Butterflycookie · 15/02/2019 21:15

She should make you lunch. Maybe ask her what she’s prepared for lunch tomorrow? She might get the hint Wink

Imfinehowareyou · 15/02/2019 21:20

Oh that's awful. I have a reciprocal visiting set up with a friend who lives an hour away. As soon as the visiting friend arrives they have a cuppa and a cake pressed on them. Lunch is always suitably carby followed by more cake. Then cake before visit is over and we always offer to give each others kids their dinner too. I second the poster who says to arrive a bit later and treat yourself to lunch first. Do they live somewhere with nice cafes?

Doilooklikeatourist · 15/02/2019 21:29

That’s awful hosting

Crockof · 15/02/2019 21:33

I would eat in the car. My Good friend is the same, she doesn't mean harm by it just doesn't think. I also always pack snacks when I see her.

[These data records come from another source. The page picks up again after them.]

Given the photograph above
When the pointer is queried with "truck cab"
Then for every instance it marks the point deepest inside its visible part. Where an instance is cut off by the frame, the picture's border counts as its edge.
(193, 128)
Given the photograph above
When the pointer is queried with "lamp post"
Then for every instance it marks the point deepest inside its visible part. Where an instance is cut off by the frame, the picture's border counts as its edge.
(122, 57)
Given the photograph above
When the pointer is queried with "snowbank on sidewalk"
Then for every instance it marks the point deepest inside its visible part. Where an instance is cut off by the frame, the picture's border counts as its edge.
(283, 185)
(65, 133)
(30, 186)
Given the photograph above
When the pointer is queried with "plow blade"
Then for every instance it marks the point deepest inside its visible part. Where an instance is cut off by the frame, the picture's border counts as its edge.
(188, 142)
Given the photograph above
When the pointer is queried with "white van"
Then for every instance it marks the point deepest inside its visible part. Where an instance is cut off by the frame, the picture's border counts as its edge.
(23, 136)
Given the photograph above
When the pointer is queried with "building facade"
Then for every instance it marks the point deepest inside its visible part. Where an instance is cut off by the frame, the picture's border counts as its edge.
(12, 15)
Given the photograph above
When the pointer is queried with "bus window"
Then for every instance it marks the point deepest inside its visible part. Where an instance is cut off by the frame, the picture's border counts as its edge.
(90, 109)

IWantMyHatBack · 15/02/2019 21:35

Yep, I've had this. Drove 3 hours to see a friend and when I got there I wasn't offered anything at all. It was a bit ridiculous.

DarklyDreamingDexter · 15/02/2019 21:36

What sort of friend expects someone to drive 3 hours to see them and then doesn't provide lunch, or even a sandwich? An ex-friend, that's who. Of course it's not normal.

SellFridges · 15/02/2019 21:39

I would have the conversation with my friend (and do so). To be honest, given the unpredictability of motorways we tend to agree to eat on the way. I don’t want them waiting to eat lunch if we are delayed.

MMM3 · 15/02/2019 21:41

Are there children in the home, and at home, when you arrive? Or at your house when she arrives?

A lot of people just don’t really have lunch. Especially if there are no children around clamoring for a meal. I just grab a yogurt or granola bar and eat actual meals in the morning and evening, and this is pretty common among my girlfriends. For guests, I usually just make sure there are snacks and things like that available and doubt I’d ever think lunch was expected. But I’d put something together if I knew my guest was a “lunch person.” If she’s a good host otherwise, I agree with the advice to just ask her. “I’ll be getting there around 12- what do you want to do about lunch?”

RelaisBlu · 15/02/2019 21:44

Yes if someone was arriving at lunch time, I'd give them lunch!
It wouldn't occur to me to do otherwise!

Pinkbells · 15/02/2019 21:45

I would stop arranging lunchtime arrivals - make sure you eat first and visit each other after lunch, so much simpler. Or actually make the plans between you about lunch arrangements before visits.